Choice-of-law and -forum clauses are not only some of the most important issues in non-compete agreements, but they also are some of the most complex.
To step back, the clauses are just what they sound like. If you have a restrictive covenant agreement, look to the back and you'll find what many normal people call "boilerplate" terms. A choice-of-law clause says what State's law will govern the agreement. And a choice-of-forum clause will tell you where the case can, or even must, be heard.
These clauses take on added importance for employees who work for larger enterprises, because often the employee's place of citizenship will differ from the corporate nerve center. A valued sales employee may have selling responsibility only on the west coast, but her company may be situated in New York or Florida. This is extremely common, and employees often don't quite know what to do when their place of residence is different than the law governing their agreements.
Red-flag States, such as California and Oklahoma, pose special problems because of clear public policy concerns that deal with non-compete law. In those States (and others), many restrictive covenants enforceable in States like Texas or Florida won't be reasonable at all. What to do, then, when a citizen of one of these States has an agreement governed by a State's law that embraces non-competes?
Let's walk through how to assess this.
Step 1: Determine the employee's place of citizenship. This should be easy, but we've seen cases where employees move in order to take a new job in a State that is somewhat hostile to non-competes. Can this move aid the employee, or is it irrelevant?
Step 2: Find out if the employee's home State poses special enforcement problems. Those States are California, Oklahoma, North Dakota, Louisiana, and Wisconsin. There may be others, too, but for certain an employee's citizenship in one of these States should cause counsel to engage in a deep enforceability analysis.
Step 3: Ascertain whether suit in State or Federal court is likely. If there is a possibility of a suit in Federal court, then the Supreme Court's case of Atlantic Marine in 2013 will be important to consider. But, that is only if the contract contains a choice-of-forum clause.
Step 4: Review State choice-of-law rules. Most States adopt the analysis from Section 187 of the Restatement (Second) of Conflicts of Laws. If the parties select a State's law to apply, it will be given effect unless one of two conditions is met: (a) the selected State has no substantial relationship to the parties or the transaction; or (b) application of the chosen State's law would be contrary to the public policy of a State that has a materially greater interest and whose law would apply absent the choice-of-law clause.
Step 5: Apply the choice-of-law rules. Often, the first exception noted above won't apply, unless you encounter the totally bonkers situation where an employer gratuitously picks the most authoritarian State even though that State has nothing to do with the employment relationship. Or, perhaps, the employer picks Delaware when the only connection to Delaware is that the company chose to be incorporated there.
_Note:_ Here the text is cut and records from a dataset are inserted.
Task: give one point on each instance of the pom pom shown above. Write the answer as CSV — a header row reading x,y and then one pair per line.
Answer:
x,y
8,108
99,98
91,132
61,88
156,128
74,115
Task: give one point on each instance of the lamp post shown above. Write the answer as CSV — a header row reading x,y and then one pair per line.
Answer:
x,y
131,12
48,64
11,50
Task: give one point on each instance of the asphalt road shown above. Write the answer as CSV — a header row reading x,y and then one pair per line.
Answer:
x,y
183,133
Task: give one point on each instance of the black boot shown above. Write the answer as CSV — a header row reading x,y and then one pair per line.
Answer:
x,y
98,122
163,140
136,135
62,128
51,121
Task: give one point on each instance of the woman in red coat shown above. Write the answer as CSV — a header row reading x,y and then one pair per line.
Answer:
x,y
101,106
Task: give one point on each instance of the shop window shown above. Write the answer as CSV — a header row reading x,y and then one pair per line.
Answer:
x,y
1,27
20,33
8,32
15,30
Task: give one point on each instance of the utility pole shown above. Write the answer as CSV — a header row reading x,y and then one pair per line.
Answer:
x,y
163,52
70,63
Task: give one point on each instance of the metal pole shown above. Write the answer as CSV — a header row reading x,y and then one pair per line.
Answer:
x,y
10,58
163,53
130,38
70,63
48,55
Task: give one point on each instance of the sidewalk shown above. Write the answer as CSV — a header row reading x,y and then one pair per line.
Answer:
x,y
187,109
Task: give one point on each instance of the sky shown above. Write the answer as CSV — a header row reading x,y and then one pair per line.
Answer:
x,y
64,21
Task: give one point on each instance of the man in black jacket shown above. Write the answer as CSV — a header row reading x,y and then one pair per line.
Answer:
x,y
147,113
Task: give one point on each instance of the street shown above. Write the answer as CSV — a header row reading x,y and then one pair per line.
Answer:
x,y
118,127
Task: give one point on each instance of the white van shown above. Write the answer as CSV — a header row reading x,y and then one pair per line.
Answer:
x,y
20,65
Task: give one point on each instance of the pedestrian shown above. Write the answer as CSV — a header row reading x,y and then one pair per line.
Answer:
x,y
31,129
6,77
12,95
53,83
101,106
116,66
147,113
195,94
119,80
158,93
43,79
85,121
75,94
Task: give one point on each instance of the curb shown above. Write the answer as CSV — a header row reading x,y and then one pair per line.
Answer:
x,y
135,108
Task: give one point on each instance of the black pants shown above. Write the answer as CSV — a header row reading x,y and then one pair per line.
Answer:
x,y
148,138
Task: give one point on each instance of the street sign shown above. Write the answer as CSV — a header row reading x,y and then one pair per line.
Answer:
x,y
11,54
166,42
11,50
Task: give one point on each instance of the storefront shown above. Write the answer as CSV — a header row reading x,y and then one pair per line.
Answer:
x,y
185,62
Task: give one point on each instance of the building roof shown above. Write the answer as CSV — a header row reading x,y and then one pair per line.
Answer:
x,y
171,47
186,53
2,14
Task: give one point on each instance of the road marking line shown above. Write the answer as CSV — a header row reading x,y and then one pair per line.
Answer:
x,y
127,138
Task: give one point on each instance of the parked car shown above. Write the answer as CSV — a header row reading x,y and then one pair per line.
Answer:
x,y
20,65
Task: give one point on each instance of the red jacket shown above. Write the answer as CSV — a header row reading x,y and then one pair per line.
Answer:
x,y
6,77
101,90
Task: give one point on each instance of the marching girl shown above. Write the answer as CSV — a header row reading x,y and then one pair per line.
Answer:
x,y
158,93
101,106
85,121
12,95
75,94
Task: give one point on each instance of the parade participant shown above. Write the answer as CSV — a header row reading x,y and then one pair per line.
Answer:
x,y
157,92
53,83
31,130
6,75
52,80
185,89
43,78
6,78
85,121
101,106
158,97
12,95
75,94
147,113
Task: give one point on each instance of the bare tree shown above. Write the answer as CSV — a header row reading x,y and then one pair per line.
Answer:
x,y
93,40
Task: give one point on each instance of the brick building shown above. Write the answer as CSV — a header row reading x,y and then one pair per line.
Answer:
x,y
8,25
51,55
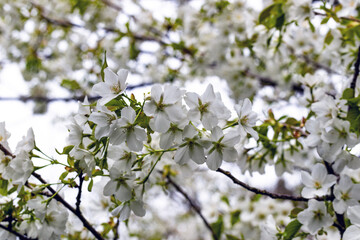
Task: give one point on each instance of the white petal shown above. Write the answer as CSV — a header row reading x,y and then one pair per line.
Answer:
x,y
182,155
138,208
110,77
172,94
354,214
156,92
160,123
123,193
214,160
128,113
352,233
208,95
197,154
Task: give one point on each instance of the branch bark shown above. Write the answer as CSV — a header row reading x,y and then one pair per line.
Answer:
x,y
20,236
193,205
270,194
69,207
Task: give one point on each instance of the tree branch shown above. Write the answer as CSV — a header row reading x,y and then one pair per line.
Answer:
x,y
193,205
6,152
20,236
270,194
65,99
68,206
356,73
342,18
78,197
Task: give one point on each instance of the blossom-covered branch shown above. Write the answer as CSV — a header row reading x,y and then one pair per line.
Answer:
x,y
269,194
193,205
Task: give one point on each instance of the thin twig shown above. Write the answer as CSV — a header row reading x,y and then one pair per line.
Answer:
x,y
78,197
116,229
64,99
20,236
6,152
270,194
343,18
68,206
356,73
193,205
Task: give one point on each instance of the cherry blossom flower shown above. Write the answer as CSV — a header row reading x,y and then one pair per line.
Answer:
x,y
339,135
103,118
222,148
19,169
191,147
165,107
208,108
27,143
124,210
113,85
353,231
173,135
318,183
52,217
315,216
4,135
124,129
347,194
120,184
247,118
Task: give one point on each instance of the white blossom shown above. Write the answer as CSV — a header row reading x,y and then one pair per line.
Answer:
x,y
165,107
318,183
113,85
222,148
208,108
315,216
247,118
125,130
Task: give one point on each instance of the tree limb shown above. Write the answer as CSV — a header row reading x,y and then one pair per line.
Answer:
x,y
20,236
69,207
193,205
78,197
270,194
65,99
356,73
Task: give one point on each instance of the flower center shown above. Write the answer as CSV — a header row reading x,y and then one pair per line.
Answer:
x,y
116,88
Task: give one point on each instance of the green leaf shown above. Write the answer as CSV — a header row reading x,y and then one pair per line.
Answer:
x,y
103,67
294,212
3,187
90,185
66,150
273,16
70,84
292,122
291,229
348,93
328,38
64,175
235,217
218,226
231,237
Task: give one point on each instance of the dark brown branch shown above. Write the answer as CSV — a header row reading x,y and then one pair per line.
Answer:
x,y
78,197
342,18
6,152
20,236
64,99
58,198
193,205
270,194
112,5
116,229
356,73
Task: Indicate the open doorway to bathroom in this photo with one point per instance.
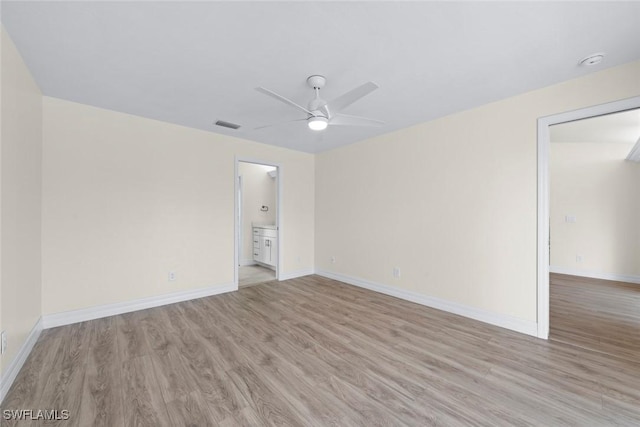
(257, 223)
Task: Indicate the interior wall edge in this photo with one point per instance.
(596, 274)
(504, 321)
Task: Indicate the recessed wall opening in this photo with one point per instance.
(594, 232)
(257, 223)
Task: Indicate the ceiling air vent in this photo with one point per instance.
(227, 124)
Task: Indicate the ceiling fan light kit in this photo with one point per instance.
(321, 113)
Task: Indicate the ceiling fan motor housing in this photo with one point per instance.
(316, 81)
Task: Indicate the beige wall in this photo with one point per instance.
(128, 199)
(258, 189)
(451, 202)
(20, 195)
(594, 183)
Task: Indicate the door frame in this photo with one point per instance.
(236, 226)
(544, 142)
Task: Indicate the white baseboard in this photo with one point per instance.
(14, 367)
(519, 325)
(294, 274)
(84, 314)
(595, 275)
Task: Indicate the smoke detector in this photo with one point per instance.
(594, 59)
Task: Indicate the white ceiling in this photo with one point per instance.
(611, 128)
(193, 63)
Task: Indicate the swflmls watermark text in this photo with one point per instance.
(36, 414)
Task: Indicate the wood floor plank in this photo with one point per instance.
(100, 405)
(142, 399)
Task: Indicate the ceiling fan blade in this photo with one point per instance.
(279, 123)
(346, 120)
(282, 99)
(352, 96)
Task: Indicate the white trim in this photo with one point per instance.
(295, 274)
(519, 325)
(595, 274)
(84, 314)
(543, 194)
(634, 154)
(14, 367)
(279, 224)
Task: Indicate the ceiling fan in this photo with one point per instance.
(321, 113)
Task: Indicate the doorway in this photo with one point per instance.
(257, 222)
(544, 141)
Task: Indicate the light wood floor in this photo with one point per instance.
(251, 274)
(315, 352)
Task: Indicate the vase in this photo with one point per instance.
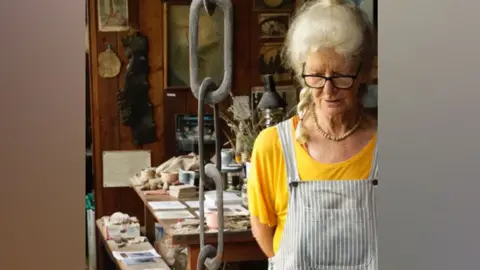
(244, 193)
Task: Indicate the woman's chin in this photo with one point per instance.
(334, 111)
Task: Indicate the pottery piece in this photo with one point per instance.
(169, 178)
(212, 220)
(226, 157)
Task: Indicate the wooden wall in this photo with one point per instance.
(109, 134)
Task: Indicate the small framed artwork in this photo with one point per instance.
(287, 92)
(273, 25)
(269, 62)
(112, 15)
(273, 5)
(176, 39)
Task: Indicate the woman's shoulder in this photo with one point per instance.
(268, 140)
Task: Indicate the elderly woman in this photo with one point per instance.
(310, 188)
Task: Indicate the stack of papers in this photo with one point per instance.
(143, 255)
(166, 205)
(229, 198)
(183, 191)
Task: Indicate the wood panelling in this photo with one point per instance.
(110, 134)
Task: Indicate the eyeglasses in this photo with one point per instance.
(339, 81)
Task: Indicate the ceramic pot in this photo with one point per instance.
(244, 193)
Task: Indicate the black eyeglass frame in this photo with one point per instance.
(330, 78)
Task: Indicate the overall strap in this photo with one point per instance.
(374, 170)
(285, 133)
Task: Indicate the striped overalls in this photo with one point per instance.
(331, 224)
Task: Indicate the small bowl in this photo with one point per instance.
(170, 178)
(212, 220)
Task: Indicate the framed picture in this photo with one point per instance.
(112, 15)
(289, 93)
(269, 62)
(273, 25)
(273, 5)
(210, 45)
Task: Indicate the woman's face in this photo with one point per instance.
(333, 100)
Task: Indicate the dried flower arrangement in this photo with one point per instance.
(244, 126)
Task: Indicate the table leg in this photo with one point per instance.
(193, 252)
(149, 225)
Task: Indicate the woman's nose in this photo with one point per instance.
(328, 88)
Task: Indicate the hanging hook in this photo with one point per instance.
(207, 92)
(209, 7)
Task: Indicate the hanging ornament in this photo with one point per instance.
(108, 63)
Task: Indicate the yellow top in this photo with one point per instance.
(267, 186)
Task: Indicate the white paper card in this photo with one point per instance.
(173, 214)
(120, 166)
(165, 205)
(135, 255)
(193, 204)
(228, 211)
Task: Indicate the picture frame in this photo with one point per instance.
(273, 5)
(288, 92)
(176, 45)
(113, 15)
(273, 25)
(269, 62)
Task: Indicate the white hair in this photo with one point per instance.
(326, 24)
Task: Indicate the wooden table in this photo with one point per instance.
(111, 247)
(238, 245)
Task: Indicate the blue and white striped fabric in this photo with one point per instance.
(331, 224)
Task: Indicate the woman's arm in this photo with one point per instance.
(264, 236)
(261, 192)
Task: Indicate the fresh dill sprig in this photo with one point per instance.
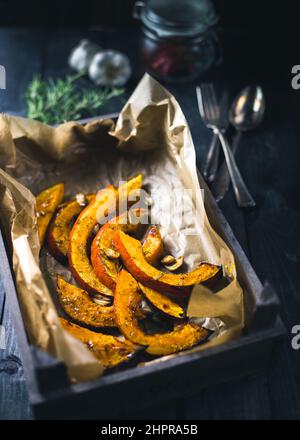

That may fall within exception (a).
More likely, you'll need to do a deep dive on exception (b), which often applies when an employee has little connection to the forum State. Again, consider my example where an employee sells only in Oklahoma and has no job responsibilities in New York where the company home is. Very common fact pattern.
Step 6: Assuming you have a scenario involving exception (b), consider the nature of the public-policy at stake. Do you have a California problem, where non-competes are totally off-limits? Or do you have a State with marginal deviations to the general rule of reason, like a Nebraska which does not allow overbroad non-competes to be enforced? Sometimes these small deviations can be outcome-determinative in a particular dispute, but is that enough to qualify as a "public policy"? Debatable, to be sure.
Step 7: See if some other limiting condition applies. That is, does a State have a particular rule about choice-of-law or -forum clauses that applies to employees? Some States do by statute.
There are a few recent illustrations that involve some or all of these steps. The first comes from the redundantly-named Supreme Judicial Court of Massachusetts in a case called Oxford Global Resources, LLC v. Hernandez, in which the SJC held that a Massachusetts court would not enforce choice-of-law and -forum clauses that both selected Massachusetts against a former employee residing in California. Of particular note, that employee had job responsibilities only in California. The deciding factor was California's strong public policy that I have discussed often, which bars non-competes for employees.
Conversely, the Delaware Court of Chancery addressed a slightly different question in NuVasive, Inc. v. Miles. There, an employee in California entered into an employment contract that specified Delaware law and venue. But that agreement was entered into after California amended its Labor Code, Section 925. That section was generally intended to deepen the public policy interest against non-competes by preventing circumvention of California law through choice-of-law clauses. But Section 925 also carved out contracts where the employee's counsel negotiates the choice-of-law provision. As the Delaware court found, that carve-out balanced an overriding public policy interest in favor of free competition with a countervailing interest in the freedom to contract. As such, the choice-of-law clause was valid.
These issues are extremely important, and sometimes the case law can be confusing. That is more so with venue clauses than with choice-of-law provisions. But an employee and counsel must be attuned to the importance of both when it appears they can have an impact on the agreement.